Shastri, the booming voice of Indian cricket, was more unmistakable. He would call this the “best Indian team in 15-20 years”. The fact that the golden generation of Tendulkar, Dravid, Ganguly and Kumble preceded the Kohli era was not a consideration for a coach who believed in not neglecting any hyperbole when talking about his underperforming team.

With no ICC World titles and test series losses in South Africa and England, Kohli’s team has potential but is still working. A series won in Australia, India’s first, is the most important result for this team, but the architect of that historic victory was not the product of these times.

Pujara, the Man of the Series during the last Australian tour, does not have an IPL contract, he is an old school test hitter and not the true strike rate conscious ambassador of this “new India”.

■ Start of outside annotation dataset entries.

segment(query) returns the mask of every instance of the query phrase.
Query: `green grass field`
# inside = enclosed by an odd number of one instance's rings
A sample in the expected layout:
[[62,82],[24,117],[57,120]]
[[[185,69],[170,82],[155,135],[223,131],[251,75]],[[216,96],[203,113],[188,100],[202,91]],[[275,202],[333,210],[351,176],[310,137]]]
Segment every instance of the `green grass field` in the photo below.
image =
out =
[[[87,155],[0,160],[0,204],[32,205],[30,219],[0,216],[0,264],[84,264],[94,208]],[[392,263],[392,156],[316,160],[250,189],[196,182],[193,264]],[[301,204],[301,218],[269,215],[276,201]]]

Kohli and the new generation of fans who no longer watch cricket, but broadcast it, need a crash course in “old India.” They accepted challenges and were filled with optimism and positivity. They were also pioneers. Tiger Pataudi gave India the conviction to win with spin, Sunil Gavaskar showed how to take on the West Indies pacemakers without a helmet and as for Sachin Tendulkar, he took on the world singlehandedly in a locker room infiltrated by match-fixers .

If the captain and coach believe that this was India never seen before, then on Saturday in Adelaide someone would have sewed up some resistance. If they’re the best of all time, someone should have conjured up an inspired feat. He needed more than mere skills, more than just an expression of misplaced ambition or pride.

For a team so desperate to make history and yet so dismissive of her, 36/9 is an epic descent into arrogance.